I hear a collective gasp over the wonder that is Karen O'Brien's creation from the Waxy Layers class. I'd say she nailed the landing, wouldn't you?

This is another one of her drawings that she did in Sas Colby's class. Whew. Awesome!

Another delightful creation from Waxy Layers, this one by Michelle Allen who knows a thing or two about painting, art, business, and being a great mom. She's a lovely friend from the art fair days and has a wildly successful design business.

Another creation in the Waxy Layers mode, this one by Jonna Barnett who I first met at an art fair in Coeur d'Alene and then reconnected with for the next few years at Artfest. Sweetly singing Dove.

Another fort photo just to shift gears as we return to floorcloths. I did a better job of photographing the floorcloths but I have to tell you that being a girl reporter, teacher and noisy gadfly is busy business so I might have missed a few.

So the rest of these will be floorcloths, size 28 x 34" approximately. The tree above was done by Debra according to my notes but then in my other notes there is no Debra in that class so gosh, I'm mixed up. Whoever did it (someone will correct me in the comments) I think it will make a powerful accent piece wherever it's displayed. Dynamic.

This floorcloth was inspired by a Klimt painting and is not finished. Catherine Russell will continue to build up the shapes, filling in with tiny collage embellishments until all the shapes are filled. Wow! Beautiful and complex, inventive and unique. Good work!

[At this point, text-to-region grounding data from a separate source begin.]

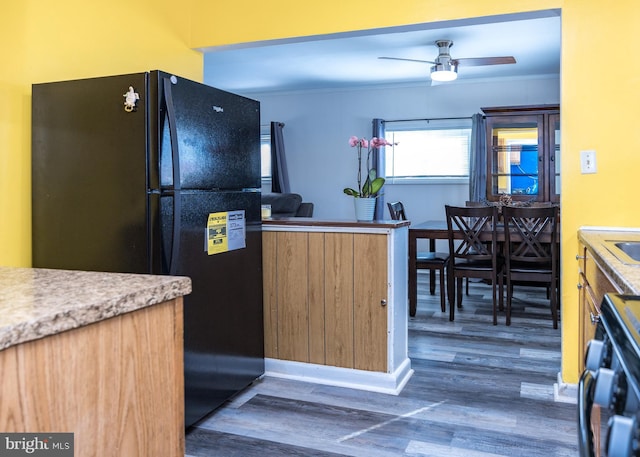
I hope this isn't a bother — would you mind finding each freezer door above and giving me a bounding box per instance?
[158,190,264,427]
[32,73,150,273]
[154,72,261,192]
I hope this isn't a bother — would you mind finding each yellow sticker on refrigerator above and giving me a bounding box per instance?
[207,210,246,255]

Marilyn Phillips is the author of the very successful "Don't Wobble" floorcloth above. I love the saying and the stamped lettering and the well drawn pomegranates. Aren't they all talented?

This floorcloth has a successful composition with the sweeping gesture of the tree leading into the sun face. I hadn't noticed at the time but the border almost reminds me of a snake which is a symbol I love referring to the cycles of life; the shedding of old skins and the circular nature of time. Wonderful!

My favorite thing about the spiral cloth is the color combination and the surprising elements with the circles and flowers. It has hidden symbolism too as the artist who created it is moving into a new phase of her life and wanted to celebrate that.

There is a wonderful story behind the completion of the above floorcloth. The artist was so lost in the forest that she wanted to stop. Since tears were not involved I urged her to push on and see what would come of it. What emerged was this successful design; one that we all loved for it's color, composition and what it taught us about not making judgments along the way.

Where do people get their ideas? Is this atomic or celestial? I don't know but it makes a wonderful statement and I can picture it in a room as another powerful focal point. Excellent color, texture, design!

I believe this is the work of Cat Mair and once again it was born of struggle and change. (aren't we all?) In the end the colors vibrate and the loose, relaxed design satisfies me completely.

If you look closely at this one you'll see the comb marks that underlies layers of drybrush and stamping. These are my colors. I just want to move toward that warm color and dive into that world; oh, I do love this painting. I think its power is beyond my ability to put words to it; it is just a shape and color that my whole being responds to.

I hope more photos come in to me that I can share but that's it for today. Artfest. My head is still in a happy fog of Artfest. Maybe today I'll start unpacking (no promises).